Well ... it's hard to say. So far as this lonely consumer is concerned, though, it ended a few days ago. And not a moment too soon.
DV's words of caution were timely. Listening to 800 of your favourite songs in MP3 format is a treat -- so long as you're using those tiny little eardrum blasters that come with the iPod. If you graduate to a pair of Sennheisers, things are still okay. But try bumping this up to speaker-quality, and you will quickly find yourself disappointed.
I haven't yet tried playing the iPod through our home stereo, and I don't think I'll bother (I'm certainly not dropping another $100 on Apple's docking bay). I have, however, hooked the iPod up to a pair of computer speakers. The quality is not-bad, but it is definitely a distant, tinny echo of what the artists were hoping you'd hear. I am not by nature a stereophile, but listening to MP3s is the aural equivalent of grabbing orange rind in hopes of squeezing out a glass of orange juice. The soundfile is so tightly compressed that any manual attempt you make to broaden it (i.e., fiddling with the "bass" and "treble" knobs, or messing with your multi-channel equalizer) will only highlight the extremes and eliminate the middle. No thanks.

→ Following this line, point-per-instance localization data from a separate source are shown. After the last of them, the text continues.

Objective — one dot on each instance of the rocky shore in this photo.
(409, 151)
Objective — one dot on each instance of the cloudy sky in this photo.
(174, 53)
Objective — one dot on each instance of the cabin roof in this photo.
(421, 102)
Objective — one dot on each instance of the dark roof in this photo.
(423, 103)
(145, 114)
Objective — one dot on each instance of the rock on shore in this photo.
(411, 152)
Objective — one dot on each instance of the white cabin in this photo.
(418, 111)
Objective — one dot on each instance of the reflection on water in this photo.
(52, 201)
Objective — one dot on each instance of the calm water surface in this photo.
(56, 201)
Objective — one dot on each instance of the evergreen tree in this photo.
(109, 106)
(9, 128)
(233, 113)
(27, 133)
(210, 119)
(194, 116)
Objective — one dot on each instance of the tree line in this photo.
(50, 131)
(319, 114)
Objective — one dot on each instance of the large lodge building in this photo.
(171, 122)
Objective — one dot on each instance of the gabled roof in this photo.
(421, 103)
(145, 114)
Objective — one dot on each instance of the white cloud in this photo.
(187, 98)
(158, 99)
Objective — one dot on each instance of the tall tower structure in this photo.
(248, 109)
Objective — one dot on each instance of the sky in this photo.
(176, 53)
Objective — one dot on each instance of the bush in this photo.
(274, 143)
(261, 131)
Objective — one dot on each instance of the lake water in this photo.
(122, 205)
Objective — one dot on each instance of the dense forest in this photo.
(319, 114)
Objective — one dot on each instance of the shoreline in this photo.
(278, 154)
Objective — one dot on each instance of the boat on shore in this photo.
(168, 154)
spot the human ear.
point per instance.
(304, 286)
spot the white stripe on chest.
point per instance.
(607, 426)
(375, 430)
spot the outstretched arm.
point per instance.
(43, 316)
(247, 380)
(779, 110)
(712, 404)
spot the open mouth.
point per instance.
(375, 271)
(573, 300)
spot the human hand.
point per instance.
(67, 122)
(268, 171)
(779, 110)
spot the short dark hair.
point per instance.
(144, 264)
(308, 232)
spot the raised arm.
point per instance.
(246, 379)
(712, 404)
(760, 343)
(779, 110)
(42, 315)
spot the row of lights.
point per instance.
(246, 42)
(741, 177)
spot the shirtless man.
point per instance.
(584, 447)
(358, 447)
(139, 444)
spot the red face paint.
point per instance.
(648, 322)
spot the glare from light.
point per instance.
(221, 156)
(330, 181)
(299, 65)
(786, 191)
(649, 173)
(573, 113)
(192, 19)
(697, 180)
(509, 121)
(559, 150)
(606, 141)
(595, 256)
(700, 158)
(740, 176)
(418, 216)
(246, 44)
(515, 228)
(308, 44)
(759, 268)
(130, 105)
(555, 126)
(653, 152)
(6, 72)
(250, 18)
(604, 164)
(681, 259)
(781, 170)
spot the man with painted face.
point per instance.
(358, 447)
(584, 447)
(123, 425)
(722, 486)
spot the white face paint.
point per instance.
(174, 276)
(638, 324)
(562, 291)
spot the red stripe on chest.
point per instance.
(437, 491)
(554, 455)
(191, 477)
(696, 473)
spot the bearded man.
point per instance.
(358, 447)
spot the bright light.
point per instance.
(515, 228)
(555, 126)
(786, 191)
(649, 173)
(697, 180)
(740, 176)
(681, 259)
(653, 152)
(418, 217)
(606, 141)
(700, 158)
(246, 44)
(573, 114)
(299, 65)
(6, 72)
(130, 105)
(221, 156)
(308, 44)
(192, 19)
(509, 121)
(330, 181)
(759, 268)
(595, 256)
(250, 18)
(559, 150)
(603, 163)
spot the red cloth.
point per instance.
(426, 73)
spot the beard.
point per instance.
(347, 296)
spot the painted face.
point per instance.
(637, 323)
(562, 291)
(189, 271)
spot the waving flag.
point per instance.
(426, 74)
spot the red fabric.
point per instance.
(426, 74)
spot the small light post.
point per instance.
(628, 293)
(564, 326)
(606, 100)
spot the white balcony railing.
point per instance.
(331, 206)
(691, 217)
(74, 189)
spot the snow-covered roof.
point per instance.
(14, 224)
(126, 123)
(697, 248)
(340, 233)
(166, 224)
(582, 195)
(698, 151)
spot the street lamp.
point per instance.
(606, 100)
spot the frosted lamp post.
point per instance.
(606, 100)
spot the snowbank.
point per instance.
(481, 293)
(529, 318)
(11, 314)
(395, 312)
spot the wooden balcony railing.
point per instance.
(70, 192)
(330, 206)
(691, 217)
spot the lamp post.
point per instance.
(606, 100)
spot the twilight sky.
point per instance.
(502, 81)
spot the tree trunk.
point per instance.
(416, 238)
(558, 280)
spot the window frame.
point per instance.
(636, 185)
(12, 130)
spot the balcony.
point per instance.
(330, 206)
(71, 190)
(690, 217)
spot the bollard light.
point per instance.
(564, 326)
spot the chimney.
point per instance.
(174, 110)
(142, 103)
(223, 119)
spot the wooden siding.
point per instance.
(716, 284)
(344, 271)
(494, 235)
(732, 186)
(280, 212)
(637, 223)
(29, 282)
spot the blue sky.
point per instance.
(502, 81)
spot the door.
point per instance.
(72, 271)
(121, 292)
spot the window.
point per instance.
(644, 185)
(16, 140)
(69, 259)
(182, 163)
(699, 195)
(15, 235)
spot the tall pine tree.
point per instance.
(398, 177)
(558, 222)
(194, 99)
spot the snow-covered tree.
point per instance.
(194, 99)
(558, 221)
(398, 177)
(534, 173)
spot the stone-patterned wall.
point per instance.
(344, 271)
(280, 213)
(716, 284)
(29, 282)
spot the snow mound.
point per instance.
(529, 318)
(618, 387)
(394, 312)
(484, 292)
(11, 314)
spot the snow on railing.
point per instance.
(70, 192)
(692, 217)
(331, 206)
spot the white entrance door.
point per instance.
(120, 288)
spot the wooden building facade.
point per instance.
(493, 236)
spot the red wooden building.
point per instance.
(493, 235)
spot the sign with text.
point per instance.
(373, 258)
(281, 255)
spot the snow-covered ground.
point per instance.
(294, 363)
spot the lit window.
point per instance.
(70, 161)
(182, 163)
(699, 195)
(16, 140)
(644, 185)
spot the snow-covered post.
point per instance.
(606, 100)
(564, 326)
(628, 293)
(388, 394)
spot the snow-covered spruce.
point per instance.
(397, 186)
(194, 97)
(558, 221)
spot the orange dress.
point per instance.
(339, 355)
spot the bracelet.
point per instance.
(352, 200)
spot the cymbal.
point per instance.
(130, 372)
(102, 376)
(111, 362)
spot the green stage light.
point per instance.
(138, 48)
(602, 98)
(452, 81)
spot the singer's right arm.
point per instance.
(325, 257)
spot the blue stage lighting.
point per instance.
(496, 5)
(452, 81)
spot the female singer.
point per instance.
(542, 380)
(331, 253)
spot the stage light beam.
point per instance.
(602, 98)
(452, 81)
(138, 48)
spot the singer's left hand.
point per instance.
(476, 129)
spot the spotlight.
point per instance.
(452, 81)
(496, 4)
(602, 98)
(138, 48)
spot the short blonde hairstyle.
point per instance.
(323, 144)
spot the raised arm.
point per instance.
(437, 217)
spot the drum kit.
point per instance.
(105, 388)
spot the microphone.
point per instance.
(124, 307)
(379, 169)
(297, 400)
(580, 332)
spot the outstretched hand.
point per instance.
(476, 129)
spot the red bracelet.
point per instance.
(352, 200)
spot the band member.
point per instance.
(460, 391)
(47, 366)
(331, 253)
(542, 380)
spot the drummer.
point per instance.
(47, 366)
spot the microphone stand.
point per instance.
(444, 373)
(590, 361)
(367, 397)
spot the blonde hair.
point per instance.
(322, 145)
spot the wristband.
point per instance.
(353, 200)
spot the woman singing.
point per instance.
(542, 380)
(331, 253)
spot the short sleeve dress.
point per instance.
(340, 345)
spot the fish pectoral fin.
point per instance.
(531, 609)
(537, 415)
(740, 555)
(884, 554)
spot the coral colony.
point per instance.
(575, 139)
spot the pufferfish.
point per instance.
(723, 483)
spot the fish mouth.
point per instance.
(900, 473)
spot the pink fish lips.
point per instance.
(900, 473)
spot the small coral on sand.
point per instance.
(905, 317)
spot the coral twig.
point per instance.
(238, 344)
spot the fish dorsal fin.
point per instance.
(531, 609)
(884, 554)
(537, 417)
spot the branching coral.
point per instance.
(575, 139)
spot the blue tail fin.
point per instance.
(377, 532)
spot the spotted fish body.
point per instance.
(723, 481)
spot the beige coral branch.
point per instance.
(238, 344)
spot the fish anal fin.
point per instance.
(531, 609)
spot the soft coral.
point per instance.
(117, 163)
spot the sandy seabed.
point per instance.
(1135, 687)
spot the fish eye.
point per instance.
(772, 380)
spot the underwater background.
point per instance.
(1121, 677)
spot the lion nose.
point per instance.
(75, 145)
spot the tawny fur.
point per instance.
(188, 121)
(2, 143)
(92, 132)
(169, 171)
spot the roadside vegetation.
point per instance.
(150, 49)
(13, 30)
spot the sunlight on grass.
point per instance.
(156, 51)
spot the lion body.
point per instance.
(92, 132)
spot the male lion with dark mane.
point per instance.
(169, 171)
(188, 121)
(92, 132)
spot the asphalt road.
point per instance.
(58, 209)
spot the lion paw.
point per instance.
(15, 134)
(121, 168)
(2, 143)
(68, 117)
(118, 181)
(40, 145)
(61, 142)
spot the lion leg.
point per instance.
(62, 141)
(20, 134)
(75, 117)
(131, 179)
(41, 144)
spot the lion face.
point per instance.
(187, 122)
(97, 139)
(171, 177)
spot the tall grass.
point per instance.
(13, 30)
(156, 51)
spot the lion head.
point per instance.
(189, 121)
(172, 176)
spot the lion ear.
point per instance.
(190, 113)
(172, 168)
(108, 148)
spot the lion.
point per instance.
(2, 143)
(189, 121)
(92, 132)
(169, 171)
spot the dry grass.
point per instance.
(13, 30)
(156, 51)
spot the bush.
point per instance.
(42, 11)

If you want the convenience of 1000-plus songs shuffled at random, or carved into playlists, you're better off hooking your PC up to your home stereo and playing OGG files ripped from your CD collection. As for car stereos, I'm guessing we're still a few years away from a satisfactory digital revolution.
Still, when it comes to digital music, iPod is indisputably its present, and quite likely its future as well. Here is PC World's Five Lessons For the iPod's Fifth Anniversary. The video link at the bottom -- Apple Introduces the iPod -- is nine minutes long, and quite instructive. Steve Jobs pretty much had the iPod's across-the-board appeal nailed down (even though his praise for the speed of Apple's file-transfer, and the iPod's "impressive" battery-life is a shade wide of the mark).